Causal clustering: design of cluster experiments under network interference
Davide Viviano, Lihua Lei, Guido Imbens, Brian Karrer, Okke Schrijvers, Liang Shi
TL;DR
The paper addresses estimating the global average treatment effect under network interference, where spillovers complicate cluster design. It introduces Causal Clustering, an algorithm that minimizes a worst-case MSE by solving penalized min-cut problems via SDP relaxations, yielding a Pareto frontier between bias and variance. The authors derive closed-form worst-case bias and variance expressions, establish a practical Bernoulli-vs-cluster design rule, and validate the method with Facebook network data and field data, showing how clustering choices and the number of clusters affect inference. The approach provides a principled, scalable guide for cluster design in network settings, applicable to online experiments and field trials.
Abstract
This paper studies the design of cluster experiments to estimate the global treatment effect in the presence of network spillovers.

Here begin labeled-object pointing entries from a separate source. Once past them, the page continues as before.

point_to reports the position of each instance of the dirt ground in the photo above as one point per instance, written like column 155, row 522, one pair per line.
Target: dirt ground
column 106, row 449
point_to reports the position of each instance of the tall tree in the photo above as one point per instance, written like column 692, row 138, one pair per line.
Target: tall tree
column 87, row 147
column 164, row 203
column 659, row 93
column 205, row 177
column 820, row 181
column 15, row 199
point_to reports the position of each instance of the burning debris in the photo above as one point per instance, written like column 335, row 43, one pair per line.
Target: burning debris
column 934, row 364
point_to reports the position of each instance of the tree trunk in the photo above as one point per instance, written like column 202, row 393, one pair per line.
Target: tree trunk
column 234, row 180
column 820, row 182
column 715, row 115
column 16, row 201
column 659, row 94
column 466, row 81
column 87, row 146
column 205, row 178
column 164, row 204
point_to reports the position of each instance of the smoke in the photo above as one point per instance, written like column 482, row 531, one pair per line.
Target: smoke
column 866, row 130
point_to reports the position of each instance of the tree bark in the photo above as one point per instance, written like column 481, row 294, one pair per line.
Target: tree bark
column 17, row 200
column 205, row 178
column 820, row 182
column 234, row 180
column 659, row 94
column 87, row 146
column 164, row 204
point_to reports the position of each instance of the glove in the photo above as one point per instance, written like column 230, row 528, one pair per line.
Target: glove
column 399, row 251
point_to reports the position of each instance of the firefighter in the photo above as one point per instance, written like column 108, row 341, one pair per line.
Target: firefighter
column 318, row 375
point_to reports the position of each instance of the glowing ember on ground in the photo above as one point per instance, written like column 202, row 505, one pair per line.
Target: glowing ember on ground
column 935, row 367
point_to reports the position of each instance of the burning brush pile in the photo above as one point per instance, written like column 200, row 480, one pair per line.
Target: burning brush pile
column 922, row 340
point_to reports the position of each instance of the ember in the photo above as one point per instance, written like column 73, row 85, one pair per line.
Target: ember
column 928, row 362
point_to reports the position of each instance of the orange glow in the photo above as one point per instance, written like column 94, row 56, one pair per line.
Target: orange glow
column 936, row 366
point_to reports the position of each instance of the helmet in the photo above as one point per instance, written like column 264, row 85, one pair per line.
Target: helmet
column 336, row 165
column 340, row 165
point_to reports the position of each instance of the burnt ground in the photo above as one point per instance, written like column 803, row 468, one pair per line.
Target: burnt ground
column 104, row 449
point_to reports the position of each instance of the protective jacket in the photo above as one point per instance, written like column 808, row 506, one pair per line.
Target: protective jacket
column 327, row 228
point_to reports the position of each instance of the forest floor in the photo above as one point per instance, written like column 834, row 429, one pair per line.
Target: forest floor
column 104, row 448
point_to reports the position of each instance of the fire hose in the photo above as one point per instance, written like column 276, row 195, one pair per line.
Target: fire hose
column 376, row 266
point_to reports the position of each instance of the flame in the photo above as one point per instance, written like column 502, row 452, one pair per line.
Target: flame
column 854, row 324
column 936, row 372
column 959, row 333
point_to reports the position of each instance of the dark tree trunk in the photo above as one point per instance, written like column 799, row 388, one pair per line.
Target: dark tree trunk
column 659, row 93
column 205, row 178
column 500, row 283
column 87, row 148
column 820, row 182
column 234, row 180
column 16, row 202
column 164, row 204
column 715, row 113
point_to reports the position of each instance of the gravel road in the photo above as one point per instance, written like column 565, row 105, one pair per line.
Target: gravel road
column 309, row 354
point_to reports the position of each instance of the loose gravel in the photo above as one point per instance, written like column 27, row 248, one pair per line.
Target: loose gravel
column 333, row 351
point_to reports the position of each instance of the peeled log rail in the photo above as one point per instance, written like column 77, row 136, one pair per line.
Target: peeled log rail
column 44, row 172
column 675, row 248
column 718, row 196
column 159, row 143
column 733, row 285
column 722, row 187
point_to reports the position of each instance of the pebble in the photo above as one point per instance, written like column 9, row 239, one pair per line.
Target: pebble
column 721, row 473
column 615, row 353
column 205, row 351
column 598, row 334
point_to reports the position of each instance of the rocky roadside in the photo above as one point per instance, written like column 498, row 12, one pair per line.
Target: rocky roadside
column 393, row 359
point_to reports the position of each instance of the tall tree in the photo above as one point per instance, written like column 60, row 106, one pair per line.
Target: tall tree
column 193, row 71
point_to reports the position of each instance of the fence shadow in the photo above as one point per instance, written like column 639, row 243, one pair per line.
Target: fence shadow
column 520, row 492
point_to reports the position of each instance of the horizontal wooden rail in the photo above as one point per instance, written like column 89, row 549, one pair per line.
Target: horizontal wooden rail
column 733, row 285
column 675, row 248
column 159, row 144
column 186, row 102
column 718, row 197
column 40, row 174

We provide a framework to choose the clustering that minimizes the worst-case mean-squared error of the estimated global effect. We show that optimal clustering solves a novel penalized min-cut optimization problem computed via off-the-shelf semi-definite programming algorithms. Our analysis also characterizes simple conditions to choose between any two cluster designs, including choosing between a cluster or individual-level randomization. We illustrate the method's properties using unique network data from the universe of Facebook's users and existing data from a field experiment.